Does anyone know where to obtain a copy or download a copy of DOS 6.22?

thanks


----------



## zephyr (Nov 6, 2003)

Ebay has plenty.

Beyond that, you can likely buy a copy from a local computer thrift store or possibly get one from a friend.

There is also such a thing as FreeDos so do a Google search for that as well.

http://www.freedos.org/

Good luck.


----------



## Squashman (Apr 4, 2003)

Probably illegal but these sites both have been up for well over a year and MS has not sent any Cease and Desist orders.
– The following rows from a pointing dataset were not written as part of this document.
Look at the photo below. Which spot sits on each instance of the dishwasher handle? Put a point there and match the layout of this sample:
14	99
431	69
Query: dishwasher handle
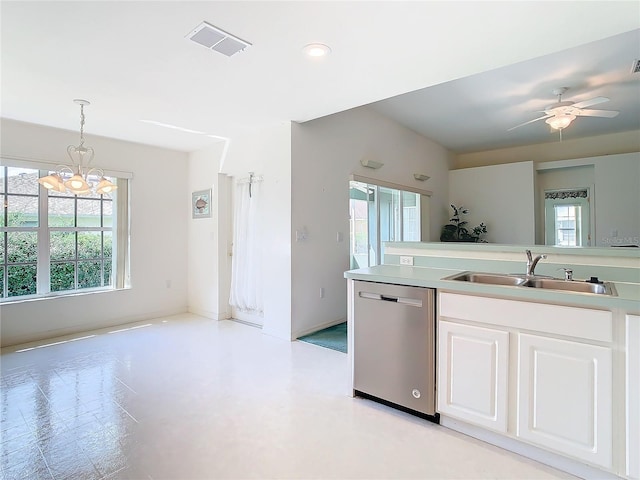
414	302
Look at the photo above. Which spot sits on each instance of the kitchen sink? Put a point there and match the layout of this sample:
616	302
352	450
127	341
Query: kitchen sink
489	278
604	288
547	283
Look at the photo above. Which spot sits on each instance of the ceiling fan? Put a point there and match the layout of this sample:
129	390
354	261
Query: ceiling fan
560	114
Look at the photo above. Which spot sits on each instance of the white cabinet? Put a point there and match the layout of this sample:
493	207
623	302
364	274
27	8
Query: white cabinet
565	397
539	373
473	374
633	396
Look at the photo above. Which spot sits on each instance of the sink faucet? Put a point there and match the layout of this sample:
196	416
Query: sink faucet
532	262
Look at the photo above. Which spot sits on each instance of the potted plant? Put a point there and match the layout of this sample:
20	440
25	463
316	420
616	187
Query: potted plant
457	231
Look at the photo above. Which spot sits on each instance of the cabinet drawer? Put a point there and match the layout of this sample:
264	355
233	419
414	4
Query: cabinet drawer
554	319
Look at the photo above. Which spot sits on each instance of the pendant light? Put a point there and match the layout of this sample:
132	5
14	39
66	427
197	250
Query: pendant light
79	171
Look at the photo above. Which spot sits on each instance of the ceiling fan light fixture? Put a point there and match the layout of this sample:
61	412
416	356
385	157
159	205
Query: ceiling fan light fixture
76	177
560	122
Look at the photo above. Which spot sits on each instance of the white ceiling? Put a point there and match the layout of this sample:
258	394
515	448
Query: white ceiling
133	62
475	113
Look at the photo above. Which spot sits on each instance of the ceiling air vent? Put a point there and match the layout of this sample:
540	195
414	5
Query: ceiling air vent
213	38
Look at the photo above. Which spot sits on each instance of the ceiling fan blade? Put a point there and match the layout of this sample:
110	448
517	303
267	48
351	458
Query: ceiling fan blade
530	121
598	113
591	101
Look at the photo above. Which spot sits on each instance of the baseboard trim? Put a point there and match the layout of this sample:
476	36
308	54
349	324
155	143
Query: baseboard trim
573	467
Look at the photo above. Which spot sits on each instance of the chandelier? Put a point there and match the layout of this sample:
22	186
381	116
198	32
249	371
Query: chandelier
77	177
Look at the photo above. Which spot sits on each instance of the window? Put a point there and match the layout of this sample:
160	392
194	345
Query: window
567	218
52	242
381	214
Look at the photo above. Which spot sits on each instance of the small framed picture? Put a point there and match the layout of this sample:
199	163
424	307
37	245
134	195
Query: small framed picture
201	204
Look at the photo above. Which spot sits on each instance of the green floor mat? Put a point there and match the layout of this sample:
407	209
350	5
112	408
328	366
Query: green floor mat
334	338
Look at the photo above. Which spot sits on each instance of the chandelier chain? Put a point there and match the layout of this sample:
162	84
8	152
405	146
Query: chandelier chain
81	124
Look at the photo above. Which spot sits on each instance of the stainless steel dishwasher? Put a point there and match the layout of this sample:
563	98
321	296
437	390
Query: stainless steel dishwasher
394	345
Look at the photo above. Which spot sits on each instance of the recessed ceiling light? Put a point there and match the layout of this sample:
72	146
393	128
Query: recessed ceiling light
316	50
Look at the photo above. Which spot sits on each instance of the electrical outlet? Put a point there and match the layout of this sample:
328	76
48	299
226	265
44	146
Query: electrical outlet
405	260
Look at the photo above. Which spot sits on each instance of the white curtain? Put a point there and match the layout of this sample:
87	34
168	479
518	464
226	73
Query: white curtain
246	262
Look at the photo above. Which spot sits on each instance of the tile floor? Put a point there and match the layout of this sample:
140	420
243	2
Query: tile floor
186	397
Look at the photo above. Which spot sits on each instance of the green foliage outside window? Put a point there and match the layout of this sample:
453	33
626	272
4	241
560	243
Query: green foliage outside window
23	249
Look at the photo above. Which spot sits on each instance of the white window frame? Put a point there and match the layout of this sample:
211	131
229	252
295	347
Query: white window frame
120	277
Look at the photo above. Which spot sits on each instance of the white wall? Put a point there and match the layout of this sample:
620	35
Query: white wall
501	196
615	143
617	199
159	215
325	152
209	238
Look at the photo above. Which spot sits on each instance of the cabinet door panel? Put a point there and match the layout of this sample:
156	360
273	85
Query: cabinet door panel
565	397
472	374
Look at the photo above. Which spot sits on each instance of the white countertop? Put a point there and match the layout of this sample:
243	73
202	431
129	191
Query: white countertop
628	298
http://www.peteweb.com/oldos/
http://www.doslife.com/stuff.html

Moderators remove if necessary.


----------



## coni71 (Nov 19, 2003)

SEARCH FOR "BOOTDISK.COM" THERE ARE SEVERAL OPERATING SYSTEM BOO PROGRAMS INCLUDING DOS 6.22.


----------



## zephyr (Nov 6, 2003)

Welcome!

Those are only boot disks and have command.com internal commands for the most part. The full dos 6.22 program will not fit on a single diskette.

I am amazed that someone is giving away copies of it as * LwdSquashman * links show. 

I was especially impressed with the free Windows RG operating system available there at http://www.peteweb.com/oldos/. It works just like the real Windows except much faster. :up:


----------



## Squashman (Apr 4, 2003)

Windows RG = Windows Really Good edition.


----------



## soliusbeag (Dec 3, 2003)

i have a copy of 6.22 myself


----------



## zephyr (Nov 6, 2003)

Yeah, me too. So what? I can even create more copies using my Restore disk CD that came with my old Win 3.11 AST system.

Given the ethics involved, why would I?

Nevertheless, make an offer and I'll sell you the whole she-bang.  , CD and all, to make it legal. I'll entertain any offer that would pay the postage and refuse all others.

Regards.


----------